Looking at the cells for the name column, you see that between the lower bound cell 0, “Abbot \037”, and cell 1, “Abbot”, 6.25% of the employee’s names are located:

cell: 0 count:0.0000000 repf:0.0000000 value:Abbot \037

cell: 1 count:0.0625000 repf:96.000000 value:Abbot

A restriction such as the following brings back about 6.25% of the rows in the table:

where emp.name = 'Abbot'

The character cell value \037 at the end of the string is octal for the ASCII character that is one less than the blank. Therefore, cell 0 in the name example represents the value immediately preceding ‘Abbot’ in cell 1. This indicates that the count for cell 1 includes all rows whose name column is exactly ‘Abbot.’
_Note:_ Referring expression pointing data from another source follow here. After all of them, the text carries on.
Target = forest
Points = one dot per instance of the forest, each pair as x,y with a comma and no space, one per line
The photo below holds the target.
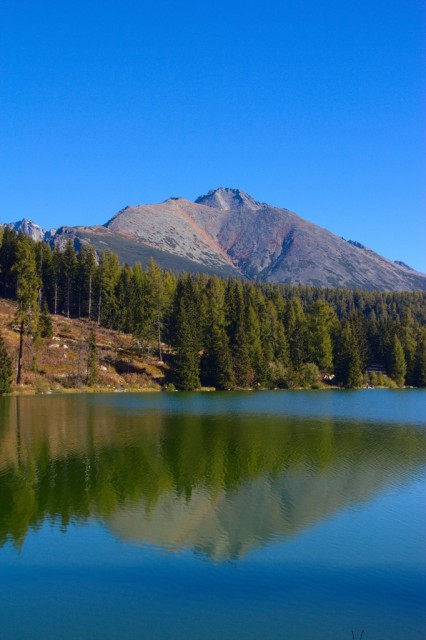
215,333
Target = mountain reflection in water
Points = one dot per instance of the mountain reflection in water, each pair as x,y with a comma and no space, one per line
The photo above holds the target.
220,484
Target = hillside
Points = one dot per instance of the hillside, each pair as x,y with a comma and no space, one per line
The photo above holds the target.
59,363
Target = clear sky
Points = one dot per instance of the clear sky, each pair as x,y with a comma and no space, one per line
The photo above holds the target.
312,105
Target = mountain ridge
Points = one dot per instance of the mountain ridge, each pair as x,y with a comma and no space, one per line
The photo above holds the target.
228,232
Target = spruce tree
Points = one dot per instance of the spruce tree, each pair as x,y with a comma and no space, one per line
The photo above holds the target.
92,360
347,361
397,367
185,365
216,362
419,373
321,322
45,322
28,287
5,368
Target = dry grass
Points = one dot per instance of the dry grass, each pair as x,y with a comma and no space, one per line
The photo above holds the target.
60,363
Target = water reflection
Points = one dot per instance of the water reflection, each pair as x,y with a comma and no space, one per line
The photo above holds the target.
220,484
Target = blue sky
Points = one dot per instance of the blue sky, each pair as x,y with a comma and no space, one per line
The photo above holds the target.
312,105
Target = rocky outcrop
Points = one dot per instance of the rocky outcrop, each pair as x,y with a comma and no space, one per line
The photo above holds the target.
227,232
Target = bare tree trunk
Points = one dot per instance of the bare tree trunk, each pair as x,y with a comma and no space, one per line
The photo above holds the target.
160,355
99,306
90,296
21,348
56,298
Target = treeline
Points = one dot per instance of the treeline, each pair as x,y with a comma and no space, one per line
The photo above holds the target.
223,334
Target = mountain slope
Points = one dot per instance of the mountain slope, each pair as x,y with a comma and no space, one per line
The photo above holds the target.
262,242
227,232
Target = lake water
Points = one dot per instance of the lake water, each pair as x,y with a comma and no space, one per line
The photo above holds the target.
267,515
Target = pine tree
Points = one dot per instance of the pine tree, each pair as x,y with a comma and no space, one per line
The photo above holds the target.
216,362
397,367
45,322
321,322
5,368
92,360
27,293
68,276
86,274
185,365
296,330
419,374
347,362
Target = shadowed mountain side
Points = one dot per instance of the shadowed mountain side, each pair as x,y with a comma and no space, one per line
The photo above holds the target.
227,232
265,243
220,484
131,249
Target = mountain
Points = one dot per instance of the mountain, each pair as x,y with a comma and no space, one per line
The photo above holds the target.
227,232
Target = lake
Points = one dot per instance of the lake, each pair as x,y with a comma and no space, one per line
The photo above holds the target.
256,515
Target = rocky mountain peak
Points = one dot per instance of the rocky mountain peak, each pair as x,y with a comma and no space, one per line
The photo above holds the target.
226,198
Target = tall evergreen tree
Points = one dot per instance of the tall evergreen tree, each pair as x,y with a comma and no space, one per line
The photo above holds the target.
5,368
92,360
296,330
347,362
45,322
321,323
216,362
185,365
419,369
397,367
27,292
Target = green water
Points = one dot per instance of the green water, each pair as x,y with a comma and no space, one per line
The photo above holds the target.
225,515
In addition to the count and value, each cell of a histogram also contains a repetition factor (labeled “repf” in the statistics output). This is the average number of rows per unique value for each cell, or the “per-cell” repetition factor. The query optimizer uses these values to compute more accurate estimates of the number of rows that result from a join. This is distinct from the repetition factor for the whole column displayed in the header portion of the statistics output.